Health Magazine

Living in the Day; Planning for the Future

Posted on the 13 February 2015 by Jean Campbell

day

Just a few weeks after I completed treatment for my first cancer, 16 years ago, I spent a day with friends. Over lunch, conversation soon turned to early retirement plans among those who had government jobs.

As I listened, I couldn’t help wondering if planning for retirement was something I had to concern myself about. I was still focusing on getting through the days from one post-treatment follow up appointment to the other. It was easier living in each day, not projecting, getting done whatever I needed and wanted to do was enough for me.

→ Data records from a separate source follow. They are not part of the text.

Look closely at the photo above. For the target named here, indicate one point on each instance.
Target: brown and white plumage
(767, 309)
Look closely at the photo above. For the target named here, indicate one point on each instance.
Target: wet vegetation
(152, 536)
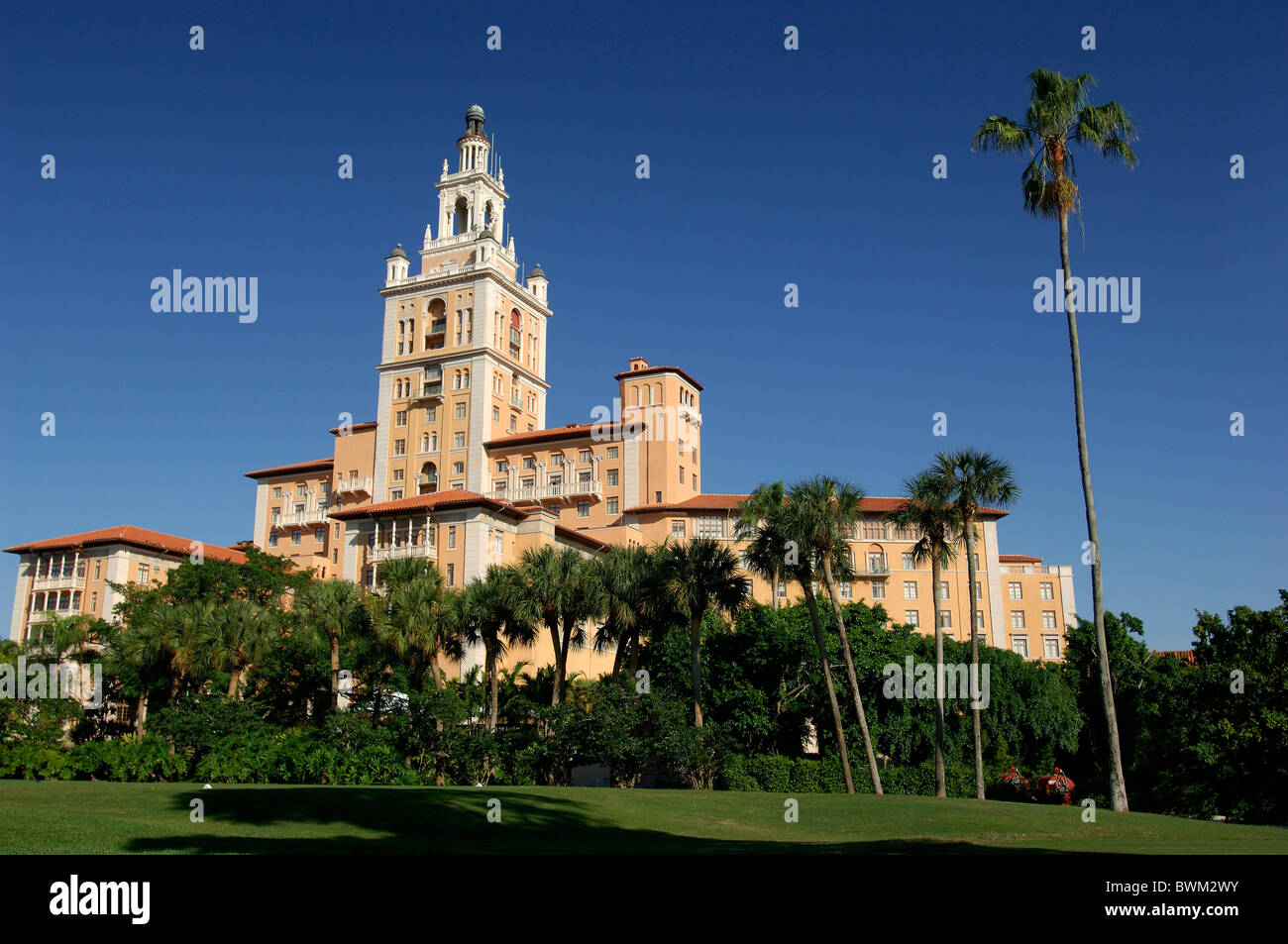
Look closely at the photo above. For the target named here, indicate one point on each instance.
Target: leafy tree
(1060, 114)
(930, 511)
(973, 480)
(820, 515)
(699, 575)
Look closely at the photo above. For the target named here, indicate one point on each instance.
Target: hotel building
(460, 467)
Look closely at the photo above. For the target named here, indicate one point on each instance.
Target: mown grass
(107, 818)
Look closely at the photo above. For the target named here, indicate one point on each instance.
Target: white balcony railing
(353, 485)
(407, 550)
(565, 489)
(63, 582)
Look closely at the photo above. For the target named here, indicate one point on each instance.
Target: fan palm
(767, 556)
(702, 575)
(820, 515)
(973, 479)
(1060, 115)
(930, 511)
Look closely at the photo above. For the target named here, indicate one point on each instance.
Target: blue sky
(768, 166)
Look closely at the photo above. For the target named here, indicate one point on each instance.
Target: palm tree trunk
(940, 780)
(851, 677)
(142, 712)
(1117, 782)
(335, 673)
(696, 666)
(974, 652)
(827, 682)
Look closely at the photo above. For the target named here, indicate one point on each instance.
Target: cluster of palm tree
(803, 533)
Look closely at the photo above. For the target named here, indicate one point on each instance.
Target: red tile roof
(729, 502)
(355, 428)
(316, 465)
(645, 371)
(570, 432)
(138, 537)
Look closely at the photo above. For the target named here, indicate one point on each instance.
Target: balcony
(429, 391)
(314, 515)
(563, 489)
(353, 487)
(407, 550)
(60, 582)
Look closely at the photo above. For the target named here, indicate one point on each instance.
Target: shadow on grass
(390, 820)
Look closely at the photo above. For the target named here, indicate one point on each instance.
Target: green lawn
(78, 818)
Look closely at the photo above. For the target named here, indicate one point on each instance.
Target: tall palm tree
(702, 575)
(557, 588)
(629, 577)
(333, 610)
(767, 556)
(758, 507)
(820, 515)
(488, 618)
(239, 636)
(1060, 115)
(928, 509)
(973, 480)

Short-term planning, such as how to get my strength back and  fulfilling personal and business commitments, made prior to my diagnosis were all I was a able to manage in the weeks and months that followed treatment. Long term planning didn’t enter my mind; yet I knew I had to plan for the future as if  I expected to have one. I began small, with goals for growing my business that could be accomplished within 6 months (my time between doctor visits) and personal activities…a  short vacation or a long overdue visit to a friend. My planning time expanded as the space between doctor visits grew farther apart. Six months of planning became a year.

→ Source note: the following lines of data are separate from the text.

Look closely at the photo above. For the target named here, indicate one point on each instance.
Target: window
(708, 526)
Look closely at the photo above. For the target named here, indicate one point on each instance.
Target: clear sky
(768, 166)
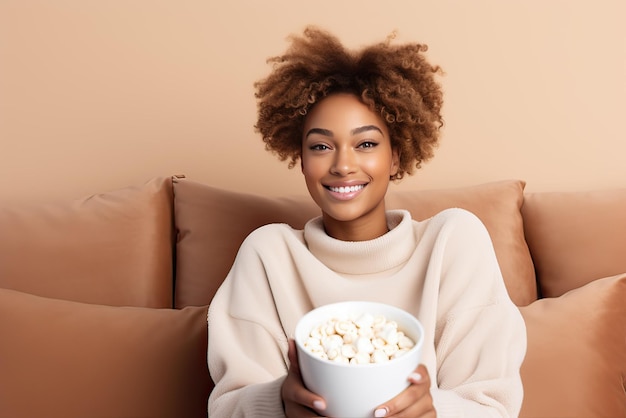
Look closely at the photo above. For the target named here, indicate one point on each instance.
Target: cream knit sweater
(443, 270)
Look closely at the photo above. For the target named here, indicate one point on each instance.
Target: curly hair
(395, 81)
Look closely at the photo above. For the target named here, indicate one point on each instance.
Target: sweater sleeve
(480, 334)
(247, 348)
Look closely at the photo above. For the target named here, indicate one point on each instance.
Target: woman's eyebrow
(320, 131)
(354, 131)
(365, 128)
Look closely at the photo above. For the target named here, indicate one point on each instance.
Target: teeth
(350, 189)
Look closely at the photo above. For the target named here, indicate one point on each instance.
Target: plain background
(97, 95)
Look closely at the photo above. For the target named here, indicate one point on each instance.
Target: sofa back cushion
(113, 248)
(212, 223)
(575, 364)
(575, 237)
(68, 359)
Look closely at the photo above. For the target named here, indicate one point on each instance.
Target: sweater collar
(363, 257)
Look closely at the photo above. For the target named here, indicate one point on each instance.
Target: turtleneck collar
(364, 257)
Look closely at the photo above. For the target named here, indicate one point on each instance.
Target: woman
(355, 121)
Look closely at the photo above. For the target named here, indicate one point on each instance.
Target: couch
(103, 300)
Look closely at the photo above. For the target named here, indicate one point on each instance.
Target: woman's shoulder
(456, 221)
(456, 215)
(268, 234)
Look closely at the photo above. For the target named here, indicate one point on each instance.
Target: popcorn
(366, 339)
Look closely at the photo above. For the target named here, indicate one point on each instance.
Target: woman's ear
(395, 162)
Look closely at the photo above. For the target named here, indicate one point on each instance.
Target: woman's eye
(368, 144)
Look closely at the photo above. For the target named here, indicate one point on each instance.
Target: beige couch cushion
(575, 237)
(113, 248)
(73, 360)
(498, 205)
(575, 366)
(212, 223)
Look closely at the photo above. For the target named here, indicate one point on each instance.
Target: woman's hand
(415, 401)
(298, 401)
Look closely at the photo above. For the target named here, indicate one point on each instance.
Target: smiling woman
(356, 120)
(347, 161)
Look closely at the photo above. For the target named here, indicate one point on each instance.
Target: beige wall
(96, 95)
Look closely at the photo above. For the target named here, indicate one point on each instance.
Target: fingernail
(380, 412)
(319, 405)
(415, 377)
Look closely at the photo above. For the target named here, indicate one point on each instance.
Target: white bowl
(355, 390)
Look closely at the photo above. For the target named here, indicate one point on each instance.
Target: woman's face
(347, 161)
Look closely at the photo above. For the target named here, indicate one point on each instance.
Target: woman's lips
(345, 192)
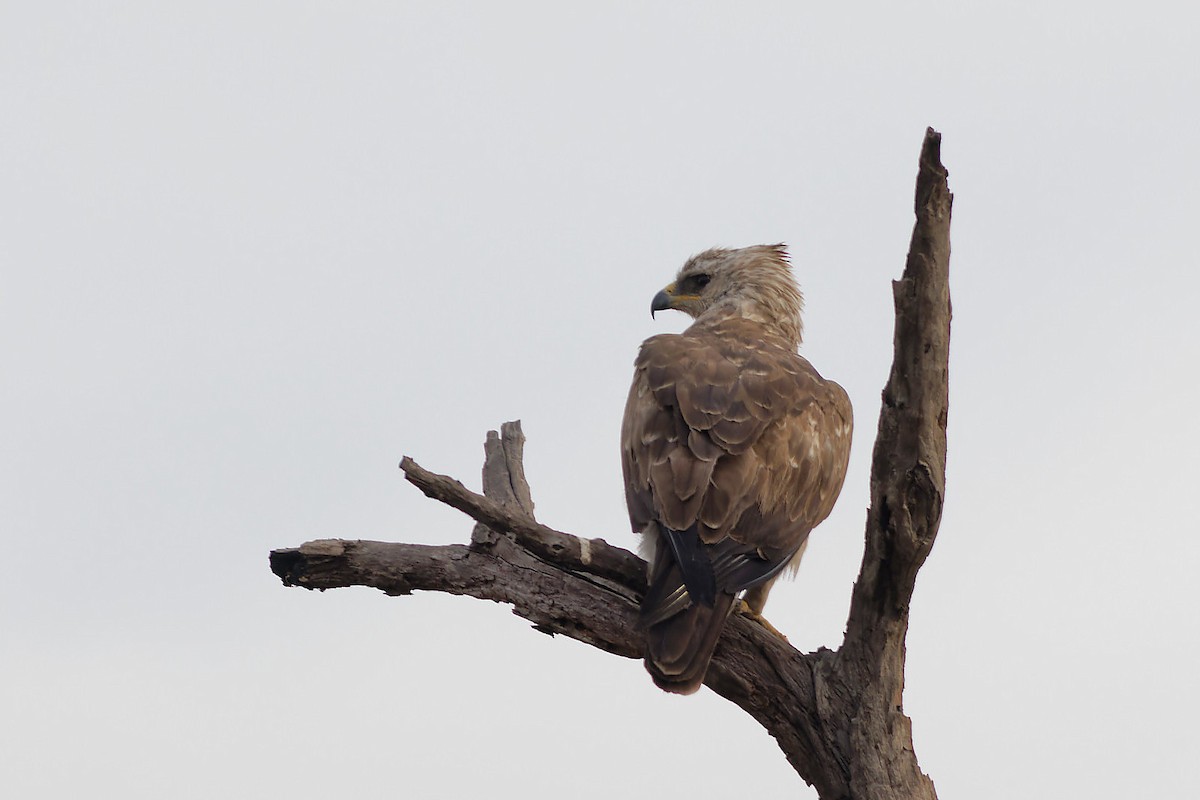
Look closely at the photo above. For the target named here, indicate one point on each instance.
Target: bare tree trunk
(837, 714)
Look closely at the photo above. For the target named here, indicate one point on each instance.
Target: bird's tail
(679, 645)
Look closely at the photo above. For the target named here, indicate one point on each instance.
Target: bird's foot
(745, 611)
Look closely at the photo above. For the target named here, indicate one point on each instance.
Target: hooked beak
(661, 301)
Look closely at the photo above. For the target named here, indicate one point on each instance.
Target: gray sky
(253, 253)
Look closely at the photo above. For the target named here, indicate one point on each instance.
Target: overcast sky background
(253, 253)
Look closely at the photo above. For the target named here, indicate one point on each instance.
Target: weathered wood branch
(837, 715)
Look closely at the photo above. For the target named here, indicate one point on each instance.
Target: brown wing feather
(741, 443)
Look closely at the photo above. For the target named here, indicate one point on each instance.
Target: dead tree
(835, 714)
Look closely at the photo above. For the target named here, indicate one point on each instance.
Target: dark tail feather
(679, 648)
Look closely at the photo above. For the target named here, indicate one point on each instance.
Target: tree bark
(837, 714)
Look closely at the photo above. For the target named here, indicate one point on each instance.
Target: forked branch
(835, 714)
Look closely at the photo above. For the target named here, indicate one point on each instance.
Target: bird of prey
(733, 449)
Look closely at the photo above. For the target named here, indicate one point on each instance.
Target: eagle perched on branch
(733, 449)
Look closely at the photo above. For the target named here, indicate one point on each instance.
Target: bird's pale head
(753, 282)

During the years between my cancers, the  trick became balancing living in the day with planning for the future. Not so easy…good health and years of being cancer-free made me more confident about planning. I began to plan like someone who had  never had a life-threatening illness. When my second cancer was discovered,  it was time for a refresher course in living in each day, but still planning for the future. It was easier the second time around.

It has been over five years since my second cancer. They have been mostly good years, with the exception of last year. Early in 2014, someone near and dear to me was diagnosed, out of the blue, with an aggressive cancer. No, not breast cancer, one I had never seen up close before.

Once again, I found myself struggling to live in the day and not project, and not give ground to the “what ifs.” As the months of my loved one’s treatment went on, I resurrected the tools I used during my two cancers to get me balanced, able to live in the day, while planning  for the future.

I have come to realize that whether it is our own cancer, or that of a loved one, our biggest and often hardest challenge is to live each day, and not let cancer steal our days.